Flow cytometric quantification of rat spermatogenic cells after hypophysectomy and gonadotropin treatment

DNA flow cytometry was evaluated as a tool to analyze stage-specific changes that occur in absolute cell numbers in the testes. Hypophysectomy was selected as a model system for perturbing testicular cell types, since the cytological sequelae of this treatment post-hypophysectomy in the rat are well documented in the literature. Rat spermatogenic cells in stages II-V, VII, and IX-XIII of the seminiferous epithelial cycle (as defined by Leblond and Clermont, 1952) were quantified in numbers per standard length of seminiferous tubule by DNA flow cytometry after hypophysectomy and subsequent gonadotropin treatment.

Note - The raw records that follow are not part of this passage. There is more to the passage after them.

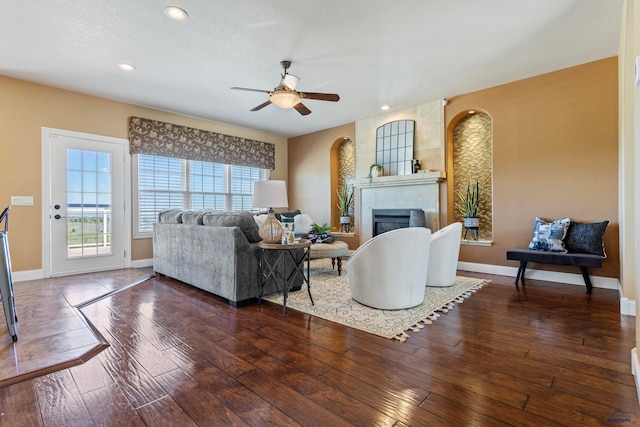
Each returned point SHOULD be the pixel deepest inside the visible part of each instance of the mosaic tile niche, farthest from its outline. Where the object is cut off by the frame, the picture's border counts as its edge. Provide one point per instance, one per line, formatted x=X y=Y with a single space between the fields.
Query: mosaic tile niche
x=347 y=173
x=472 y=159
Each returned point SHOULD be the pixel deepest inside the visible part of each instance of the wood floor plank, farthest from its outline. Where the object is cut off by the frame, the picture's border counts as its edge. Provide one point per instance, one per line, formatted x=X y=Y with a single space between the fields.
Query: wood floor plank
x=107 y=406
x=293 y=404
x=91 y=376
x=165 y=412
x=206 y=409
x=59 y=401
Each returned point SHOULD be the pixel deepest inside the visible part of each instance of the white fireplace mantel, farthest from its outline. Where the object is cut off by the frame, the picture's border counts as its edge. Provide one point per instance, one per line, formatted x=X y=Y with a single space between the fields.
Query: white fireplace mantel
x=420 y=190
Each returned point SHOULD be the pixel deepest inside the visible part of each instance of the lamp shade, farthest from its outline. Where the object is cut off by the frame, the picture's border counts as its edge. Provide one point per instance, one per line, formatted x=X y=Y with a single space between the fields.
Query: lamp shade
x=269 y=194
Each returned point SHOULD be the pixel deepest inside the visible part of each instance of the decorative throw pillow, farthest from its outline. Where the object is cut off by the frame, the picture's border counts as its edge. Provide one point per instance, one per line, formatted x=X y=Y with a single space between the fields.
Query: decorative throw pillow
x=193 y=217
x=302 y=224
x=549 y=236
x=170 y=216
x=288 y=214
x=586 y=238
x=243 y=220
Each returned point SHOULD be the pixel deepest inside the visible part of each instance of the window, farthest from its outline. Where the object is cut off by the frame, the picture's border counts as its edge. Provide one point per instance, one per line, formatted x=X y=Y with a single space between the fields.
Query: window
x=171 y=183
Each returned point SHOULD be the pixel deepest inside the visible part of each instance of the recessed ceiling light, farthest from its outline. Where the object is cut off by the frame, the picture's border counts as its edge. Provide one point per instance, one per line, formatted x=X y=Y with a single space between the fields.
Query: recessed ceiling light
x=126 y=67
x=174 y=12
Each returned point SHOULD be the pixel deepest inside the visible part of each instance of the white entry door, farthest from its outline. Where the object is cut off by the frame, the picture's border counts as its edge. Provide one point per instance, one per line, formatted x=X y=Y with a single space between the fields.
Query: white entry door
x=86 y=203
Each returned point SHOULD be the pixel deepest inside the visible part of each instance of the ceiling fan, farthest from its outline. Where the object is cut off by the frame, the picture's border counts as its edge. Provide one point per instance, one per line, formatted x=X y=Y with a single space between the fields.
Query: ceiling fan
x=285 y=94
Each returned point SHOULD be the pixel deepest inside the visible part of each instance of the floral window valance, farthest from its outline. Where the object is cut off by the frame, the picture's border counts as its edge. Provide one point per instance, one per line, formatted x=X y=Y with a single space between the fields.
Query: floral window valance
x=169 y=140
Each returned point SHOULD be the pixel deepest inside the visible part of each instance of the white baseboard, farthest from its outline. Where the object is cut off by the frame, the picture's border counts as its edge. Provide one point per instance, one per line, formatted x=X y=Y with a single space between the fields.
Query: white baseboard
x=23 y=276
x=141 y=263
x=627 y=306
x=26 y=275
x=635 y=369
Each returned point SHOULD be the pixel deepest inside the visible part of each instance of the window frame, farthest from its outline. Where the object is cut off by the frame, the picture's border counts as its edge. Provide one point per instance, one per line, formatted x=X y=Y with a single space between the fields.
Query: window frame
x=185 y=190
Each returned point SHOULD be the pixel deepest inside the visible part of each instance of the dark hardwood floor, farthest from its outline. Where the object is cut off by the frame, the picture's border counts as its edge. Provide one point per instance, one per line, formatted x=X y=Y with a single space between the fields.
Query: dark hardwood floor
x=542 y=355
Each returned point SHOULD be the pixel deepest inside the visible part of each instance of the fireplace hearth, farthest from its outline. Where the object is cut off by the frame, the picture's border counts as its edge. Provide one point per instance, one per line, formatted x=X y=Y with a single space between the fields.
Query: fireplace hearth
x=391 y=192
x=390 y=219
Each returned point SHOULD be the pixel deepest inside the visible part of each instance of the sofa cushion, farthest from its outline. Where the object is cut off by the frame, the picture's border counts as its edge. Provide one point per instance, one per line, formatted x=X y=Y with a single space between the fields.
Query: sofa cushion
x=586 y=238
x=242 y=220
x=170 y=216
x=549 y=236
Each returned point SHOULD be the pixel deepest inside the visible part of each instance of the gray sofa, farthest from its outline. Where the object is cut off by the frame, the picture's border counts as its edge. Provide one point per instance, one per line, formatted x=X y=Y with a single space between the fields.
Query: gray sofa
x=214 y=251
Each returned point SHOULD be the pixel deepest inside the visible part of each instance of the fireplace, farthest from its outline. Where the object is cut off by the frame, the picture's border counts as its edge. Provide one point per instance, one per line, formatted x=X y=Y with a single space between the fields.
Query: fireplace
x=390 y=219
x=390 y=192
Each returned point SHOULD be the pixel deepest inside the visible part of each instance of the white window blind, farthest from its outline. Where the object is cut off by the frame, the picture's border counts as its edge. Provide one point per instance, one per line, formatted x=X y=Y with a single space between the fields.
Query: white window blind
x=171 y=183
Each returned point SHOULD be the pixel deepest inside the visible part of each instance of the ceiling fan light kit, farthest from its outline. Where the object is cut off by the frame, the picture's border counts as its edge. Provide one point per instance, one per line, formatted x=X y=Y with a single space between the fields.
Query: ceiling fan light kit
x=285 y=94
x=284 y=98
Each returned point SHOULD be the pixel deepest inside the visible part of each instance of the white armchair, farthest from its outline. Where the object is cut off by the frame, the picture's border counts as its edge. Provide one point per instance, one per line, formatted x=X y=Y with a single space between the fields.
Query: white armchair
x=389 y=271
x=443 y=257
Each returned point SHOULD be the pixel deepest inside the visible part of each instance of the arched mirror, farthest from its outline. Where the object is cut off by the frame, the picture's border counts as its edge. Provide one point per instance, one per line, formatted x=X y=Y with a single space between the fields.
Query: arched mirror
x=394 y=147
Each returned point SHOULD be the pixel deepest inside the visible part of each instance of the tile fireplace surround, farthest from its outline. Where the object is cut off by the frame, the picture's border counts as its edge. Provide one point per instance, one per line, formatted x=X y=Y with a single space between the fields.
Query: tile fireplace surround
x=421 y=190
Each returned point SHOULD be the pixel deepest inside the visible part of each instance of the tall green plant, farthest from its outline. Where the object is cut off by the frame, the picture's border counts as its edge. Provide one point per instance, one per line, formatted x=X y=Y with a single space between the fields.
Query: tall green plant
x=469 y=200
x=345 y=200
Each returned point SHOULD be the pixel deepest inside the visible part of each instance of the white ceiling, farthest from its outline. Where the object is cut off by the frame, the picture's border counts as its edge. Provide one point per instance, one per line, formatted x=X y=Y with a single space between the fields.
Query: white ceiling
x=371 y=52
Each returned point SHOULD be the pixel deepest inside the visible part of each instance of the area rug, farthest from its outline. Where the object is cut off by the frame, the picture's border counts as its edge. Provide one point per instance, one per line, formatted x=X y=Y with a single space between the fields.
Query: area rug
x=332 y=298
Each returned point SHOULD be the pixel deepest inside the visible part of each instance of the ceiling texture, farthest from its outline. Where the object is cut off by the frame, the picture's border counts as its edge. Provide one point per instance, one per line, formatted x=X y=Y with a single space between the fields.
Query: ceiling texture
x=371 y=52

In agreement with previous histological studies, we found that acrosome- and maturation-phase spermatids disappeared from the seminiferous epithelium after 17 days post-hypophysectomy, whereas meiosis and early spermiogenesis continued at least 164 days. The number of meiotic cells and round spermatids gradually decreased after hypophysectomy. Changes were observed as early as Day 6 post-hypophysectomy. Treatment with human chorionic gonadotropin (hCG) alone maintained most cell numbers within normal limits, and follicle-stimulating hormone (FSH) was needed in addition to hCG to maintain the normal number of cells with the amount of DNA contained in primary spermatocytes and spermatogonia in G2/M-phase (4C) in stages IX-XIII and elongated spermatids (1C') in stages II-V of the epithelial cycle. The absolute numbers of spermatogenic cells at different phases of maturation provide a useful reference for quantitative studies of spermatogenesis. Pathological changes in the seminiferous epithelium can be detected and quantified by DNA flow cytometry.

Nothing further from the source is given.